Richard Hartmann (1809–78)
Richard Hartmann was one of the leading figures in the engineering industry that flourished in Saxony from the mid-nineteenth century. He was not a native of Saxony having been born at Barr in Alsace, now in the French département of Bas-Rhin. He was the son of a tanner but was apprenticed to tool making and on completing his articles went on the tramp to gain experience as a journeyman.
At the age 23 he arrived at Chemnitz in Saxony, where he worked for Carl Gottlieb Haubold (1783-1856), founder of the Chemnitzer Maschinenbau company who is regarded as the father of mechanical engineering in the city. He was recognised as a citizen of Chemnitz from 1837 which enabled to set up his own business, a workshop repairing cotton spinning machines, with a partner and just one worker. Two years later he formed Götze & Hartmann, a mechanical engineering company in which he handled technological developments and his new partner the commercial aspects. In the same year he purchased a patent for a slubbing frame which proved the foundation of his initial prosperity.
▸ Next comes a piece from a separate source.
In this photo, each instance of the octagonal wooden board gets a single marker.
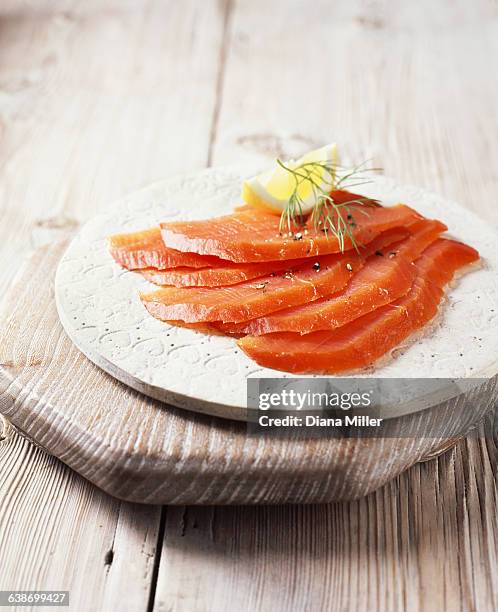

His firm had 30 employees in 1839, 76 the following year and 350 by 1844, and moved several times to successively larger premises.
Hartmann’s first steam locomotive was completed in 1848. He built locomotives that were the equal of those imported from England, with which they were competitive in price, and he became the principal supplier of locomotives to the Königlich Sächsische Staateisenbahnen (Saxon State Railway). By the late 1850s he was employing 1500 workers, a total that increased to 2700 by 1870 when Sächsische Maschinenfabrik vormals Richard Hartmann (Saxon Machine Factory formerly Richard Hartmann) was formed. The company manufactured and turbines, milling equipment, mining machinery and machine tools, as well as spinning machine and locomotives with which he supplied global markets. His one thousandth locomotive was completed in the year of his death.
The company declined in the 1920s and was wound up in 1930 although some parts continued until 1990. The former engineering building is now the Richard Hartmann Halle in Chemnitz, and the building that was once the company headquarters is now used by the police service. Some 25 Hartmann locomotives are preserved, the majority in Germany but some in Norway and the Czech Republic.